The beloved former athletes acquired the public land after promising the locals in 1999 that they’d turn the building into a job training center for poor kids. And over the years they have raised millions of dollars with that same pledge.

They’ve even hosted at least three groundbreaking ceremonies for the press at the job training center site since 2001, and actually began building on the site a couple years ago.

But no such facility has ever opened.

Perhaps Monk and Mann’s group has been doing great deeds over the years at other sites around town while waiting for the Anacostia center to open; its website claims that “[m]ore than 65 students have participated in” its training program since 1997.

That’s not a lot of kids per year, for sure, given the publicity and bucks thrown the Good Samaritan Foundation’s way.

But, hey, that’s more kids than I’ve helped. So I can’t get worked up about that number.

But it’s the lack of a training center, after the Good Samaritan Foundation has held so many fundraising events specifically for the training center, received hundreds of thousands of dollars in federal grants specifically for the training center, and even boasted about seven-figure donations  given to the group specifically for the training center, that continues to leave me awed.

I spoke with Lawrence Dark, executive director of the Good Samaritan Foundation, over the summer, just as Monk and Mann were holding their annual golf tournament to raise more money for the group. Dark told me at the time that the Anacostia training center would be open “in the next six to eight weeks.”

I’d been told similar stories about opening dates by the Good Samaritan Foundation over the years, and when I asked Dark about the etched-in-stone-ness of this latest deadline after oodles of missed deadlines, he added: “If it doesn’t rain.”

And, in fairness to the Good Samaritan Foundation, it’s raining as I write this.

And the center still ain’t open: I drove by the Carver Theater over the holidays, and saw the front still boarded up and the place looking nowhere near ready for occupancy.
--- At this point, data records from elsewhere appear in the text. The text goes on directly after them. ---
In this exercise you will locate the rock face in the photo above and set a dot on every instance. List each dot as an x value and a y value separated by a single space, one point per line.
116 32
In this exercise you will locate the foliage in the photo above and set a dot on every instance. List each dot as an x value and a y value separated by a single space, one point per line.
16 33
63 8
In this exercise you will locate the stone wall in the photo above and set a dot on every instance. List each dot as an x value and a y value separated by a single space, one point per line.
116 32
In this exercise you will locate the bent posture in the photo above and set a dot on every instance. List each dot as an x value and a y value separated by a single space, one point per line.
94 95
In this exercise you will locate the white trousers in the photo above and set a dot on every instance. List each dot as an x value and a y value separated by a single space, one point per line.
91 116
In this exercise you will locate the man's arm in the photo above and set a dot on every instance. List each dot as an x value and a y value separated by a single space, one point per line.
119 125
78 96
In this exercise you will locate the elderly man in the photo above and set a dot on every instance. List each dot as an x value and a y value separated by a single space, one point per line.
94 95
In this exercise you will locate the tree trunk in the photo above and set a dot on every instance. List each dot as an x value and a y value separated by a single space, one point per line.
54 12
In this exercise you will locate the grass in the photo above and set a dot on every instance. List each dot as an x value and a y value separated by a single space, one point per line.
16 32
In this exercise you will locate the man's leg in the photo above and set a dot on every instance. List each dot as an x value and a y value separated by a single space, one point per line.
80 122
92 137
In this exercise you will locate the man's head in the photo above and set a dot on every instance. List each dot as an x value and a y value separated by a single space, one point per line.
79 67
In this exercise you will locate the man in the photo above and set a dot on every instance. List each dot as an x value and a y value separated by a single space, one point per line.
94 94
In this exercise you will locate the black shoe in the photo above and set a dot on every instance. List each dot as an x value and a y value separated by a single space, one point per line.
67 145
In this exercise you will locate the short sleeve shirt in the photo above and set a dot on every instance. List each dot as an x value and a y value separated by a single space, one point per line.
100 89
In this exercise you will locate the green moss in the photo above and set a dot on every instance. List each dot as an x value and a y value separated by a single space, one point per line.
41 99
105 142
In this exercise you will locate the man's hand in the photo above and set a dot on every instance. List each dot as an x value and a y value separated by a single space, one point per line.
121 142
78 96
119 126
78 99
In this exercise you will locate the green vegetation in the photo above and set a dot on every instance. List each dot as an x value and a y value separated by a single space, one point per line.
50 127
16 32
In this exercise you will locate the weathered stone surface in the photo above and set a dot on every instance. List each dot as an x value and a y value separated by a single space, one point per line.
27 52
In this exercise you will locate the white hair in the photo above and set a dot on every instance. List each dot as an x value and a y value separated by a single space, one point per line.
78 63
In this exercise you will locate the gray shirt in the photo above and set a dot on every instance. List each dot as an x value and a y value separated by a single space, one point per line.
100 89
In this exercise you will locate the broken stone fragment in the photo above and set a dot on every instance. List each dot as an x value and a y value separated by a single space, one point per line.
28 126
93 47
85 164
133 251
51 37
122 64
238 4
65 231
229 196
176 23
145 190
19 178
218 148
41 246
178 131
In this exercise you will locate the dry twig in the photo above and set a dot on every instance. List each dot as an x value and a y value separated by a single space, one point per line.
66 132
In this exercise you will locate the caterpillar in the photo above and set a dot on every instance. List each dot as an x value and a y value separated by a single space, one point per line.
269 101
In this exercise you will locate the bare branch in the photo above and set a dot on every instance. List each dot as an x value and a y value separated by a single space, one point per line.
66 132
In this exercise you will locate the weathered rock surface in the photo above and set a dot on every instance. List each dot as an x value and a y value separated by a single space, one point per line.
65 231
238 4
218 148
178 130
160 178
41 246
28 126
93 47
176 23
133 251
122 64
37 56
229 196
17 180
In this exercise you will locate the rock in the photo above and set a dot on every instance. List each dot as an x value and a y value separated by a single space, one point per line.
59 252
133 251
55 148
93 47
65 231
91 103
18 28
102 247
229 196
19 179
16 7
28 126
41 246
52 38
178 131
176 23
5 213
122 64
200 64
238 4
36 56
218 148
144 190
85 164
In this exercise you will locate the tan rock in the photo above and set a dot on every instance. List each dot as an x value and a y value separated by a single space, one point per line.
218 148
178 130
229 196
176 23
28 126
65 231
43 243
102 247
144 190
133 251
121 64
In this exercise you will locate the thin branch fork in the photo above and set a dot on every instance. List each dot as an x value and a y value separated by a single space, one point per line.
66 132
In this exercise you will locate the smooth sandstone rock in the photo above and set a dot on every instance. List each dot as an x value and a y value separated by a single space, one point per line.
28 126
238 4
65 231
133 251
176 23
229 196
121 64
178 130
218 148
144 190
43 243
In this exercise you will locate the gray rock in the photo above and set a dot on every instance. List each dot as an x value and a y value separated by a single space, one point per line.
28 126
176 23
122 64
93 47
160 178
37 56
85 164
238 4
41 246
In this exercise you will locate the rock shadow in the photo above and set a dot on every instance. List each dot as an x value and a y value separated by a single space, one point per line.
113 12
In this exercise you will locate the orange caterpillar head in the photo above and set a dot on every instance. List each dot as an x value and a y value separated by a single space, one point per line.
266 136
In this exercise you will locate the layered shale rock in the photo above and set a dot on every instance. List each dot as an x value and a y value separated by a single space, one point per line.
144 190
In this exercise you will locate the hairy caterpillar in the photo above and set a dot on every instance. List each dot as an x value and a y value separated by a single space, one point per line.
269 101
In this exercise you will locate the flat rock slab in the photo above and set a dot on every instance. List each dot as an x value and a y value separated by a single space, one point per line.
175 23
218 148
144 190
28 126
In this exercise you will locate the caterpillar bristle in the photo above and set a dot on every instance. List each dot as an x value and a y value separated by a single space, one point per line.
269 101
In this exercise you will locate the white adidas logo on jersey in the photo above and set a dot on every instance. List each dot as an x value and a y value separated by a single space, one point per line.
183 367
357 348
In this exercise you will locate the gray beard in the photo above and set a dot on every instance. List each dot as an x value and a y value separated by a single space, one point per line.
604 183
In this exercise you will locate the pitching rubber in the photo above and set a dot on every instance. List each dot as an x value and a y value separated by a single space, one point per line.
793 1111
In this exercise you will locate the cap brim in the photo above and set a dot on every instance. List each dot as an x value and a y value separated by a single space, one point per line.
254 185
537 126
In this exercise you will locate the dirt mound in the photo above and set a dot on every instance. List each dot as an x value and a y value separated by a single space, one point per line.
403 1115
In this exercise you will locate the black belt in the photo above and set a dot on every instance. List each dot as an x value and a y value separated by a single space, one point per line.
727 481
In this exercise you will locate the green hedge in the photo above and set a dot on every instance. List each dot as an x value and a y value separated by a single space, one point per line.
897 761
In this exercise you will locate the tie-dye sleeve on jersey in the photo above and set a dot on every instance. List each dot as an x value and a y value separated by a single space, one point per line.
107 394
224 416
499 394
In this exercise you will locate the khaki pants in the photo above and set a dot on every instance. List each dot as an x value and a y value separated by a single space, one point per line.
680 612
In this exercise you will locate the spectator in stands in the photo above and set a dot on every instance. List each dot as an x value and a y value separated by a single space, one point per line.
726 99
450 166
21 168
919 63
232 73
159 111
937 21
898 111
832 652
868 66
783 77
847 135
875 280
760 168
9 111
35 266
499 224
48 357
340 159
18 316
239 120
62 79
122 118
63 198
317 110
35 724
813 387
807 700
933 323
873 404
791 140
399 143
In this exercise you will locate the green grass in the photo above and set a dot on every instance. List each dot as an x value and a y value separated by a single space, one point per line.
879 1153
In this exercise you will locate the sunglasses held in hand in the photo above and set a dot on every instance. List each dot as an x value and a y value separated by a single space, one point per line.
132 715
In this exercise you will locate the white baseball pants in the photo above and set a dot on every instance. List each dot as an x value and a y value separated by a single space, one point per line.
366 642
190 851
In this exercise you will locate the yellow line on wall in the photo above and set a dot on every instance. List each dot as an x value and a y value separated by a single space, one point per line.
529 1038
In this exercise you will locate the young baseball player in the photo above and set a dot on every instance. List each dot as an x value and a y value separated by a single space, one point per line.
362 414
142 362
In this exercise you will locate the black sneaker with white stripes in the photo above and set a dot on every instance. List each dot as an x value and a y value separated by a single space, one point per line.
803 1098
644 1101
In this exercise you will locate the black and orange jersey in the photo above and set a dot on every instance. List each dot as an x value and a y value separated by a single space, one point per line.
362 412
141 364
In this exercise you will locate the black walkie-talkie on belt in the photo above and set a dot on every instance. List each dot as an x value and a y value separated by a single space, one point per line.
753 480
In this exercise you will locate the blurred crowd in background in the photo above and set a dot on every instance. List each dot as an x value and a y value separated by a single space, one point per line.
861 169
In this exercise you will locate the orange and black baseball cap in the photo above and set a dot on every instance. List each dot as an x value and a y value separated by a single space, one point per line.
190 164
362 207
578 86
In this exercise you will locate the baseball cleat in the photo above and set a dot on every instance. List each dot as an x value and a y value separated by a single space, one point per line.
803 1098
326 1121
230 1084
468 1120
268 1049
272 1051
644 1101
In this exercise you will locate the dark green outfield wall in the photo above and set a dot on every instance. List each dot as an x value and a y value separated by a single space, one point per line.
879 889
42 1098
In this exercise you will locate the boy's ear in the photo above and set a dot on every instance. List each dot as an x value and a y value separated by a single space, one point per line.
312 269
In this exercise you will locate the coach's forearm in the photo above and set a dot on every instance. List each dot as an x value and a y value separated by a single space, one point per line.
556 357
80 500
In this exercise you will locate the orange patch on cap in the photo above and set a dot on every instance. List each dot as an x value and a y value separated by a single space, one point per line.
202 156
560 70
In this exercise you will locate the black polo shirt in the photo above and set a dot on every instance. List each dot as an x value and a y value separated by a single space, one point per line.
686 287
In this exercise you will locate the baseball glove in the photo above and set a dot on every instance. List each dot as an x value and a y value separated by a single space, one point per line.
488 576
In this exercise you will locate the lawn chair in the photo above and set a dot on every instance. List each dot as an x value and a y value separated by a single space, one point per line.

The fundraising continues, however.

Monk had a $200 a head dinner in November, with advertisements saying proceeds would go to the Good Samaritan Foundation. During promotions for this event, however, Monk’s charity was also identified as “the Youth Power Center.

And radio ads for Wal-Mart during Redskins game broadcasts this season said that the retail giant would donate a portion of sales of certain items to Monk and Mann’s charity, which again was identified as both the Good Samaritan Foundation and the Youth Power Center.

I called Dark up this week and told him I’d driven by the construction site, and asked him about the status of Monk and Mann’s training center. He said he was too busy for such a discussion.

“I’m trying to get a grant,” he said.